講演録 メンタルヘルス最新事情 育てれば戦力になる── 増え続ける現代型うつへの 適切な接し方
2009 年8 月27 日~ 28 日、東京・日暮里にて、日本生産性本部メンタル・ヘルス研究所主催の第31 回メンタルヘルス大会が開催された。「人と組織~今こそつなごう、想いと心~」と題したこの大会には、働く人のメンタルヘルスにかかわる、多くの企業人や大学関係者、産業保健スタッフなどが集った。本稿では、28 日の筑波大学大学院 社会医学系教授の松崎一葉氏の講演から、現代のメンタルヘルス不全に対応するために重要な考え方や、昨今特に注目が集まる「未熟型( 現代型) うつ」の、従来型うつとの違いや対処の方法などについての箇所を中心に紹介する。
円滑な復職には職場の改善が不可欠
私は精神科産業医を務めているが、一般の臨床精神科医とは異なり、職場でのメンタル不調予防を主眼とした精神医学を専門に労働者のストレスに関係した研究を行い、科学的エビデンスをもとに、組織や企業の現場で実践的な予防施策を提言している。
昨今、自殺者の数は一向に減少せず、うつ病になる人も増えてきている。うつ病は、精神科・心療内科のクリニックで抗うつ剤を処方してもらい、カウンセリングを受ければ確実に良くなる。しかし、うつ病になった原因が職場にありながら、その環境を改善せず、治療後に患者をもとの環境に復帰させれば再発は必至である。その部分に焦点を当てていないことが、今の精神医療の問題であるように思う。
職場の環境を改善するには、本来であれば産業医が中心となり、不調者の上司や人事担当者と話をしながら進めるべきであるが、それがなかなか難しい。また、中には「うちの職場を変えるつもりはないし、変えられないから本人を鍛えて欲しい」などと言う上司もいまだに多い。そんな状況を放置せずに、産業保健スタッフや人事担当者が職場環境におけるメンタル啓発活動に積極的に介入する必要がある。
さらに近年は、これまでの対処法では対応できない新しいタイプのうつ病――「未熟型(現代型)うつ」が増え、企業の現場や人事担当者を悩ませている。
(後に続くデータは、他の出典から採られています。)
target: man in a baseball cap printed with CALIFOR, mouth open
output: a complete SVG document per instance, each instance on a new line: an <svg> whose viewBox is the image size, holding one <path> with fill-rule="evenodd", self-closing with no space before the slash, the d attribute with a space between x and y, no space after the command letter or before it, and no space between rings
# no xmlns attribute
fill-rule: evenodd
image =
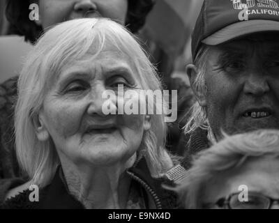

これは「仕事には行けないが好きなことはできる」といったもので、従来の、すべてに意欲がなくなり「死にたい」と自責的になるうつ病とはその対処法もまったく異なる。そこで、昨今のメンタルヘルス不全を正しくとらえて対処するために、まず症例のタイプを把握する(診立てる)方法と重要性について指摘しておきたい。
原因はどこにあるかを会社側も把握する
図表は、メンタルヘルス不全の発症には、本人の素因・性格傾向(個体側要因)と、本人を取り巻く職場環境・労働条件(環境要因)が複合的に作用することを表している。
図の左側のゾーンに当たるものは、本人の素因・性格的傾向が大きな発症要因となっている状況であり、どんな環境であっても発症する。症例としては遺伝的素因が多いと言われる精神障害や人格障害などが相当する。一方、右側のゾーンは逆に、本人の素因にはほとんど関係なく、ほぼ環境要因によって発生してくるメンタルヘルス不全である。たとえば、月に200 時間を超えるような超過勤務が継続したり、パワハラなど明確な労働状況の劣悪性があれば、当人がどんなに屈強でストレス耐性が強かろうとも、メンタルヘルス不全が発症するということだ。
私たちが多く遭遇するメンタルヘルス不全は、真ん中辺りに位置する。つまり、職場環境の問題もあれば個人のストレス脆弱性も影響しているのである。このように、個々の症例がこのモデル図のどの辺りに位置付けられるのかをまずイメージし、疾病の成り立ちを理解する。この視点を治療者、産業医、そして事業者側が持ち、そのうえで本人に対する精神科治療だけではなく、職場環境の調整を同時に進める戦略を立てることが、昨今のメンタルヘルス不全対策には必須である。